Much has been said and written about the challenges of staying online while enjoying RV travels. Most of this pertains to the various options RVers have for their "primary" email access. RVers who have internet access via AOL, or other big national providers such as AT&T's WorldNet, Microsoft Network, etc., often find local telephone numbers along the way. But many RVer haunts are well off the beaten track, and require toll free or credit card access -- assuming we can find a modem friendly RV park or other creative solution along the way.
There are times, however, when we either don't have a laptop with us, or just can't find a place to access our regular online service providers. Is there a backup solution? You bet. Enter the world of web based email. What I'm referring to are the "free email" accounts offered by HotMail (http:www.HotMail.com), and a variety of other commercial providers. What they're offering is a free internet based email account for you, in exchange for the ability to flash a never-ending series of commercial messages across your screen as you use their email system. But we think this is a relatively small price to pay for the opportunity to have a secondary way to retrieve and send email messages when your primary option simply isn't available.
Let's look at some possible scenarios.
These are just a few representative examples, but some or all of them happen to most of us on occasion. In each of these cases you may not have your computer with you . Or perhaps you have a full size desktop model in your RV -- not exactly a convenient thing to lug into the office to plug into a phone line. But in each of these examples, you do have a way to get internet access.
So what do you do? If you have set up a free email account for yourself at HotMail (and we use this one only for illustrative purposes), you simply type in the URL (http://www.HotMail.com), and press the "log on" key. It will ask you for your username and password -- which you furnished when you registered for your free account -- and then call up your free email account.
Now here's where it gets interesting. Most likely few people will have sent email to your HotMail address -- unless of course you specifically asked them to do so. So how do you "get" the email sent to your regular email address? Easy. When you register for your free HotMail account, you're given a number of options. One is to enter the name and password of up to four other email addresses you have on other servers. These are called "POP" accounts. By simply providing the information about your primary email provider (the server's mail address, usually something like "mail.yourserver.com", your email ID, and your email password), when you later click on the option to "Get POP mail", or some other command that lets you access your "other" email address, it will go to your primary server (home ISP), retrieve any new messages waiting for you, and put them in your HotMail inbox. There you can read them, send a reply, forward, or do anything you normally would do. If you're connected to a printer, you can of course print a copy.

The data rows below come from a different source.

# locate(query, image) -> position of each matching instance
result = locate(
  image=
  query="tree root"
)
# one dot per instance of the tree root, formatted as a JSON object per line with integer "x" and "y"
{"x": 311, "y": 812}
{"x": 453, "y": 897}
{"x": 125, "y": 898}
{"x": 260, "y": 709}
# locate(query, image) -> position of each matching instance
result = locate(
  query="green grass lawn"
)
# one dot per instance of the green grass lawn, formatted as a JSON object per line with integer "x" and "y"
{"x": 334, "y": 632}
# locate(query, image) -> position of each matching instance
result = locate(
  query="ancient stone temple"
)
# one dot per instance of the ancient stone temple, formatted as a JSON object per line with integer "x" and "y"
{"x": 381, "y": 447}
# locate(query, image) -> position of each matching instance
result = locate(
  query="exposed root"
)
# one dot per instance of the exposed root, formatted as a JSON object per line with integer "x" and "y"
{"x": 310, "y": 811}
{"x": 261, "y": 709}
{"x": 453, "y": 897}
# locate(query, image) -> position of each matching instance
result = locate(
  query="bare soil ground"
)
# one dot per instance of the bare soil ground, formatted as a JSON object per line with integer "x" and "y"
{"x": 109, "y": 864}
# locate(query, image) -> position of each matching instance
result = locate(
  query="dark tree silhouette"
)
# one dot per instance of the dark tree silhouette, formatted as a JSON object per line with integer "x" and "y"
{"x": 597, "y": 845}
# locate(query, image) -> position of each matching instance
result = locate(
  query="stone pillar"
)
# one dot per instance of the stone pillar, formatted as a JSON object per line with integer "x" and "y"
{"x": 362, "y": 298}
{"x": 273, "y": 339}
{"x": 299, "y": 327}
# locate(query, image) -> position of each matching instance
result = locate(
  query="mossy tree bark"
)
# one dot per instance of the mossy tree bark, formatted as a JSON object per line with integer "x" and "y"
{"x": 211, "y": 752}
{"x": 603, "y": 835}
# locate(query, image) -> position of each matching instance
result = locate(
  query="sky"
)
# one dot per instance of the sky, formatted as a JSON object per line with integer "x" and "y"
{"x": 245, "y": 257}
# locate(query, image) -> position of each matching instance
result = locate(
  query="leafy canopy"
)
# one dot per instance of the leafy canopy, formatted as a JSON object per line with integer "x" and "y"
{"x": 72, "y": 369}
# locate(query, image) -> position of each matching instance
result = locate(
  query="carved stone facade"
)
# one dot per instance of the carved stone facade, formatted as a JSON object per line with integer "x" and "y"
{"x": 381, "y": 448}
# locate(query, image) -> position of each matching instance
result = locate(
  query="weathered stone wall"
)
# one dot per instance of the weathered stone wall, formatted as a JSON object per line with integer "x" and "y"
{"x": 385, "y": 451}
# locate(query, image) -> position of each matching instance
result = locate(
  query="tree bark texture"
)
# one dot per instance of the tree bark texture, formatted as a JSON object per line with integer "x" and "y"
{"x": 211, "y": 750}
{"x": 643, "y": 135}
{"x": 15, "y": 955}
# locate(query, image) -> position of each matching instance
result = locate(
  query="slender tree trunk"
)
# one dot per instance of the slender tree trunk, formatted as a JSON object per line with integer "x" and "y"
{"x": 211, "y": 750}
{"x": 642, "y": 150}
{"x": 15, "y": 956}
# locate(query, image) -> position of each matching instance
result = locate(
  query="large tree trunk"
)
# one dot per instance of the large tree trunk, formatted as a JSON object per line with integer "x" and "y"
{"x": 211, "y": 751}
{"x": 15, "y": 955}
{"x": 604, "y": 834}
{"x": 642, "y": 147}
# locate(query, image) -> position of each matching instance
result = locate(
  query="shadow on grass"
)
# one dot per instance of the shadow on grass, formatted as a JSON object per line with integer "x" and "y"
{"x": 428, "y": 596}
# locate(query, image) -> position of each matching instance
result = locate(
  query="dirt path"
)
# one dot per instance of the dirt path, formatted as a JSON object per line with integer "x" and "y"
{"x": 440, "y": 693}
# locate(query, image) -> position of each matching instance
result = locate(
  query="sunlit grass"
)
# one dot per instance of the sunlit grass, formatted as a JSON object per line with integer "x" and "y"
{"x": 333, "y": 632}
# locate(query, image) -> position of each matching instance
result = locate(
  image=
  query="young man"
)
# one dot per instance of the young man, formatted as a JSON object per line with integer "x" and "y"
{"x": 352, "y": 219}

One VERY important item to remember: When you're registering for your free web based email service, and filling in the information to enable retrieving new email from your primary (POP mail) server, we recommend choosing the option which will leave the original unread message on your primary server. Otherwise it will be deleted, and when you're back online with your primary email provider you won't have the option to download the file into your own computer.

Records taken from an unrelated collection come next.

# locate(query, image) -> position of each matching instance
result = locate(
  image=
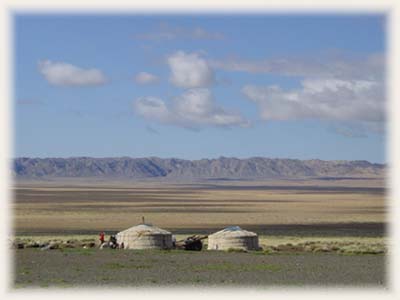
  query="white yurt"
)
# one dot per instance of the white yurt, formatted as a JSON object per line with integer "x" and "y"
{"x": 145, "y": 236}
{"x": 233, "y": 237}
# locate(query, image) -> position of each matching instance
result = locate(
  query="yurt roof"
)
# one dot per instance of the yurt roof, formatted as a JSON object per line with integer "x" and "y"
{"x": 233, "y": 231}
{"x": 145, "y": 229}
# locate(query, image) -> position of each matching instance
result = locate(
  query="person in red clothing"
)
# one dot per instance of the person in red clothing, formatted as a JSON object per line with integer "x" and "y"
{"x": 101, "y": 237}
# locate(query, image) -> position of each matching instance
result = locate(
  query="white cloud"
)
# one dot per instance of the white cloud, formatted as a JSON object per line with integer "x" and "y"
{"x": 324, "y": 99}
{"x": 189, "y": 70}
{"x": 369, "y": 68}
{"x": 146, "y": 78}
{"x": 64, "y": 74}
{"x": 166, "y": 32}
{"x": 194, "y": 108}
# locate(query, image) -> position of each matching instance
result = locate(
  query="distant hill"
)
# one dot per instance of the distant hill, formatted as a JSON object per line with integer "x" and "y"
{"x": 180, "y": 169}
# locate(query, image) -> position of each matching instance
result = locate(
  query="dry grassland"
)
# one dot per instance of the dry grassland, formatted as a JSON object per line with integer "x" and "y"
{"x": 76, "y": 208}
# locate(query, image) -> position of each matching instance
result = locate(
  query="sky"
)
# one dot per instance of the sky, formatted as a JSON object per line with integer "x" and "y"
{"x": 200, "y": 86}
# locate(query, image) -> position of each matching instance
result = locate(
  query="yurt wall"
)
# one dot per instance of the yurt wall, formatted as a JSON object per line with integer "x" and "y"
{"x": 145, "y": 236}
{"x": 233, "y": 238}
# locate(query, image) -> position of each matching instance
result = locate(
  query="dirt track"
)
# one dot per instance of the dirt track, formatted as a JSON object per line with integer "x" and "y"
{"x": 92, "y": 267}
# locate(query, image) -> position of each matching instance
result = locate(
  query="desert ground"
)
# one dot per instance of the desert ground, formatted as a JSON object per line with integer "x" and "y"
{"x": 345, "y": 219}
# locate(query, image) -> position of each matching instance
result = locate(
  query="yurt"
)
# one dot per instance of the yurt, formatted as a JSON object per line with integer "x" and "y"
{"x": 233, "y": 237}
{"x": 145, "y": 236}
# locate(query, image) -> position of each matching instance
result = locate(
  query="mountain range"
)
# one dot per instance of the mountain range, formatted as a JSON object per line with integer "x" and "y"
{"x": 180, "y": 169}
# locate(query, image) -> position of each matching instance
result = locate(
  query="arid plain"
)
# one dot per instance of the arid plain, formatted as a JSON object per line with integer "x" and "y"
{"x": 307, "y": 230}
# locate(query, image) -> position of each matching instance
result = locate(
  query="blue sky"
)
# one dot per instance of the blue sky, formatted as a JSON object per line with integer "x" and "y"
{"x": 200, "y": 86}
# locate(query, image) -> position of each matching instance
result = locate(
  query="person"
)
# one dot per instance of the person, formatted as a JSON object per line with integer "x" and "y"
{"x": 101, "y": 237}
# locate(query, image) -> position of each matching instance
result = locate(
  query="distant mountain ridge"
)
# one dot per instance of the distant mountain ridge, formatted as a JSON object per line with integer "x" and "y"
{"x": 180, "y": 169}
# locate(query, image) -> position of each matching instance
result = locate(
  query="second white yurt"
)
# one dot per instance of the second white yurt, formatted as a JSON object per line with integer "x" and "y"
{"x": 145, "y": 236}
{"x": 233, "y": 237}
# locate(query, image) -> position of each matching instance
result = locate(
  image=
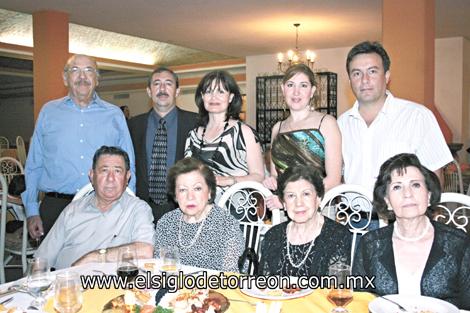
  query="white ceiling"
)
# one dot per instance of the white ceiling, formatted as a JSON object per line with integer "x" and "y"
{"x": 244, "y": 27}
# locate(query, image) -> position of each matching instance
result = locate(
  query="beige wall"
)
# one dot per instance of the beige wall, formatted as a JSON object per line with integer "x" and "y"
{"x": 448, "y": 83}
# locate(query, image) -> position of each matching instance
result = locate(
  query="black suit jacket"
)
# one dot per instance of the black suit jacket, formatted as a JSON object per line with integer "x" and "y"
{"x": 138, "y": 129}
{"x": 447, "y": 272}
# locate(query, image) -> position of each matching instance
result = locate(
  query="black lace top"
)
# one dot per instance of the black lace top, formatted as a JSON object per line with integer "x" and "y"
{"x": 333, "y": 244}
{"x": 447, "y": 272}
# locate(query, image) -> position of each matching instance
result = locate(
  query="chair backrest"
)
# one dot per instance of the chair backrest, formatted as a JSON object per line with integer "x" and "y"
{"x": 350, "y": 205}
{"x": 453, "y": 181}
{"x": 88, "y": 189}
{"x": 454, "y": 210}
{"x": 4, "y": 143}
{"x": 10, "y": 167}
{"x": 246, "y": 201}
{"x": 3, "y": 217}
{"x": 20, "y": 150}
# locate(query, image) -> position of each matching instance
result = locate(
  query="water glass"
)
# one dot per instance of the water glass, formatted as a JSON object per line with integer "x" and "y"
{"x": 342, "y": 294}
{"x": 170, "y": 260}
{"x": 68, "y": 293}
{"x": 127, "y": 263}
{"x": 38, "y": 280}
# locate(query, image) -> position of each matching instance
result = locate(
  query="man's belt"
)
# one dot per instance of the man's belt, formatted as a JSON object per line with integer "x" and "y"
{"x": 59, "y": 195}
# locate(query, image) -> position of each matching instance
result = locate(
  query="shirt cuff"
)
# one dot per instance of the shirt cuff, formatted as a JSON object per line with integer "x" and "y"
{"x": 32, "y": 209}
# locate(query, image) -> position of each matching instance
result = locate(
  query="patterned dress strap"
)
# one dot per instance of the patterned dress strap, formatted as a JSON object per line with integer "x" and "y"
{"x": 321, "y": 121}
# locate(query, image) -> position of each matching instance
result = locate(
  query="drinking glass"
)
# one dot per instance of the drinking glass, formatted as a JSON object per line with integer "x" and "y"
{"x": 68, "y": 293}
{"x": 170, "y": 260}
{"x": 127, "y": 264}
{"x": 340, "y": 295}
{"x": 38, "y": 280}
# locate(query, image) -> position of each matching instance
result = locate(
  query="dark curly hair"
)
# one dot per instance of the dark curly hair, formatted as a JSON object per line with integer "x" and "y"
{"x": 366, "y": 47}
{"x": 188, "y": 165}
{"x": 295, "y": 173}
{"x": 399, "y": 163}
{"x": 299, "y": 68}
{"x": 229, "y": 84}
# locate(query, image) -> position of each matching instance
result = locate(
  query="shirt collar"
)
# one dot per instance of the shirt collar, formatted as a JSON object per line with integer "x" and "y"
{"x": 354, "y": 112}
{"x": 95, "y": 101}
{"x": 170, "y": 117}
{"x": 90, "y": 204}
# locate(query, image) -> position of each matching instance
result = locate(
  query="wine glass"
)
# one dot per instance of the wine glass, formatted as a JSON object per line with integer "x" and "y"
{"x": 170, "y": 260}
{"x": 39, "y": 279}
{"x": 127, "y": 262}
{"x": 68, "y": 293}
{"x": 341, "y": 294}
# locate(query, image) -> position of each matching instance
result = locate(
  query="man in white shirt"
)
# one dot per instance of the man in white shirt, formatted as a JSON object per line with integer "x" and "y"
{"x": 379, "y": 125}
{"x": 93, "y": 228}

Is this a "cure all" for the challenges of getting email on the road? Hardly. But it does provide regular ISP users with another tool to use when at some point you find you don't have direct access to your primary email provider, but do have an unanticipated way to get internet access via some other computer. A downside, of course, is that you can't "take your email with you", read it later off-line, and compose a response off-line. Everything has to be done on-line, which is more time consuming and less "relaxed". There are certain other advantages offered by free web based email, such as the ability to include wonderful graphics within an email message which will be read online. And keep in mind since it's always done through a local internet access point, you'll have no need to make long distance or even surcharged toll free calls to get email from your "home" email provider.

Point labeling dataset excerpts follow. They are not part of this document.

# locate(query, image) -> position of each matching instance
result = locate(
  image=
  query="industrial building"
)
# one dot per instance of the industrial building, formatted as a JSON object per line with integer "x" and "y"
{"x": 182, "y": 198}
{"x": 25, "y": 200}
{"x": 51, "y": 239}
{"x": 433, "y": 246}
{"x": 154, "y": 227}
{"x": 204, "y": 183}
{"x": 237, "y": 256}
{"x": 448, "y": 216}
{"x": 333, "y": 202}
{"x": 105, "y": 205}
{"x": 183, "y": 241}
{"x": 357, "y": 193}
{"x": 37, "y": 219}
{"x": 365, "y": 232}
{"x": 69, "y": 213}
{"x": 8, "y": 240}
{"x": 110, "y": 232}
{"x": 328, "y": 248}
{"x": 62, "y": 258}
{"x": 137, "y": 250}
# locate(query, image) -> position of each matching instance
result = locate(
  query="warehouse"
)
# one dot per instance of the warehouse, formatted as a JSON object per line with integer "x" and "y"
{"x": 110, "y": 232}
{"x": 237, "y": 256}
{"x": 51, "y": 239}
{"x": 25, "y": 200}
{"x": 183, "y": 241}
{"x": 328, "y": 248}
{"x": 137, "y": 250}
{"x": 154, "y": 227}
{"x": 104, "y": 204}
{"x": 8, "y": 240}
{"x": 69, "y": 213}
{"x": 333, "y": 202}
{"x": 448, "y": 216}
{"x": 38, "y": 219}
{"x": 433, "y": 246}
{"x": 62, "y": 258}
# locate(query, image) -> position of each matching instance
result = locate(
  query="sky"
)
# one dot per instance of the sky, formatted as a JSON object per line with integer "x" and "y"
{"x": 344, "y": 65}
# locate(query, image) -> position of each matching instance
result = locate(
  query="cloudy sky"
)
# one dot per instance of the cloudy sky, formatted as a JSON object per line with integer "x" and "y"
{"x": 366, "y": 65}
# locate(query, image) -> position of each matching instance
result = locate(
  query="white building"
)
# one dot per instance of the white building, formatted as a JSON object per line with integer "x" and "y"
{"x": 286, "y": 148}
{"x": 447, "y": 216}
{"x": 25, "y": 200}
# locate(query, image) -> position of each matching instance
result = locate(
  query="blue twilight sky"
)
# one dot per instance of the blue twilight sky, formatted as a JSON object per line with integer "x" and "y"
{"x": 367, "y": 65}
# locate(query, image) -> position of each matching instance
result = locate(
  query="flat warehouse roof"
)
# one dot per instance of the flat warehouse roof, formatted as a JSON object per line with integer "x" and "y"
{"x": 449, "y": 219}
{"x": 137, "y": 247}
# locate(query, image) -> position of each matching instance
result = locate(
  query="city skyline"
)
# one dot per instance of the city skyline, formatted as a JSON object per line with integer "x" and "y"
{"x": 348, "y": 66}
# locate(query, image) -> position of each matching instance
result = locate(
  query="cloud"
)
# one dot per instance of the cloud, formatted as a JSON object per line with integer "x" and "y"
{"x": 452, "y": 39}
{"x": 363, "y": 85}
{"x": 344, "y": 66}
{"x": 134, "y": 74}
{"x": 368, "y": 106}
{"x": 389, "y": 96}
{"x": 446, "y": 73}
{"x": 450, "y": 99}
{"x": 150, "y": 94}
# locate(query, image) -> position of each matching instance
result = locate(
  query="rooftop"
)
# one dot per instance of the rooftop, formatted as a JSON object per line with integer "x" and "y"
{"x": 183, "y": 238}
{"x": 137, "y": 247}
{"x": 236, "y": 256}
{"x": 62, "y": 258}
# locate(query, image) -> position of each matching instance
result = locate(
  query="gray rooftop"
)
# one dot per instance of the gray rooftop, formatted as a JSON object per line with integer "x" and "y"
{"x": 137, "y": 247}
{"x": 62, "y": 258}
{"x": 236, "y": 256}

However, the point of this article is simply that RVers should give serious consideration to registering with one of the free web based email services as a backup which may well come in handy as you roam America's scenic byways enjoying the RV lifestyle. Since we first wrote this article, several of the major nationwide service providers, including AOL and ATT WorldNet, have created their own web-based version for their subscribers to send and receive email when they don't have local access, or don't have access via their own computers.